Home / Opinion / Views /  How employers could persuade employees back to office

A conflict is brewing in the knowledge sector. According to recent data from Gallup, more than a third of US workers who can do their jobs from home want to stay permanently remote. Meanwhile, with pandemic restrictions being eased in most places, organizational leaders realize that if they don’t soon persuade their employees to return to office, working from home will become a norm that will be hard to undo.

Each side has solid reasons to support their point of view. Employers believe that unless all employees come to a physical location, it will be difficult to build an organizational culture, and so a stable, long-lasting organization. They believe that when employees work in an office, their tendency to moonlight also comes down. On the other hand, employees believe that by working from home, they do not have to spend so much on expensive city accommodation. Savings from not having to stay in big cities could be substantial, more so for those at junior levels. Working from home also offers the added bonus of avoiding torturous commutes in big-city traffic.

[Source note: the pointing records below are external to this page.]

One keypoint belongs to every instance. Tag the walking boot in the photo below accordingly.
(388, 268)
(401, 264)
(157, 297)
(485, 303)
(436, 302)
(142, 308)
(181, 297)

Most events that come our way do not create much impact on us and are forgotten in very little time. But some events lead to what is known as long-term-potentiation (LTP), a process in the human brain involving a persistent strengthening of synapses. LTP leads to the formation of strong long-term memories. The covid pandemic, with its unique emotional and other experiences, is surely an event one cannot easily forget. It has changed the status quo of many sectors.

For example, in recent times, there has been a lot of discussion on where one should be watching a movie: in a theatre or on an over-the-top (OTT) streaming platform. Movie stalwarts like Steven Spielberg said that “movie theatres need to be around forever" and that audiences should be given “the motion picture theatrical experience". He so heavily supported the movie theatre side of the conflict that he even called for a ban on Oscar eligibility for films streamed online. But Spielberg has since reconciled to the new forces that emerged during the pandemic, it would appear. He has even signed a deal with OTT platform Netflix, which means more people will be watching more of his movies at home.

Is a similar reconciliation possible in the conflict between the knowledge worker and his/her employer?

This conflict is best understood if viewed from the employee’s perspective. Why should an employee come to an office to work? If organizations are asking employees to spend a large part of their salary on city accommodation and bear the pain of commuting in dense city traffic to attend office every day, they need to provide a clear answer to the employee’s question, “What’s in it for me?"

In the 2016 paper ‘Does Working From Home Work?’, a team of economists who studied the work-from-home experiment at Ctrip, a 16,000-employee Chinese travel company, found that at first the experiment seemed a success. Employee productivity increased and the company saved more than $1,000 per employee on reduced office space. But soon, the company was swamped with one complaint: loneliness.

For many people, the workplace is not about work alone. In a 2018 survey conducted by researchers at Olivet Nazarene University, 82% of respondents reported having at least one work friend. While some work friendships stay firmly within working hours, others extend beyond the 9-to-5 schedule and into “real friend" territory. For many people, their best support in times of distress comes from their office colleagues. In fact, claiming to have a “best friend at work" is a powerful predictor of workplace engagement. Unfortunately among those who work exclusively in remote locations, a dismal 15% strongly agree that they have a best friend at work. The emotional connections one develops at the workplace are among the top unspoken benefits of working in an office. Organizations could do more to build on this unique strength of office attendance.

Decades ago, the immediate effect of liquor prohibition in the US was the closing down of hundreds of restaurants that catered to alcohol-drinking customers. But within a short time, the number of restaurants in the US tripled, led by an increase in eateries that specialized in food that kids could enjoy with sober parents. As economist Tyler Cowen explains in his book, An Economist Goes to Lunch, that ban on alcohol sales pushed the US restaurant business to evolve, by putting children at the centre of American culinary culture. Similarly, organizations could use insights gained on employee behaviour during the pandemic to redesign workplaces and grant knowledge workers a better experience. They could begin this journey by opening more offices in smaller towns.

Moving to smaller towns would help employees reside closer to their places of family origin and also possibly save a lot on accommodation cost as well as commuting time. For the organization, this move will help gather employees under one roof, which would make it easier to build a strong corporate culture. It will also help decongest our big cities and foster the growth of smaller urban agglomerations. It is a win-win scenario for everyone concerned.

It has been more than two years since the rules of the working world snapped. How many corporate leaders will convert this challenge into an opportunity to reinvent their organization?

Biju Dominic is chief evangelist, Fractal Analytics, and chairman, FinalMile Consulting.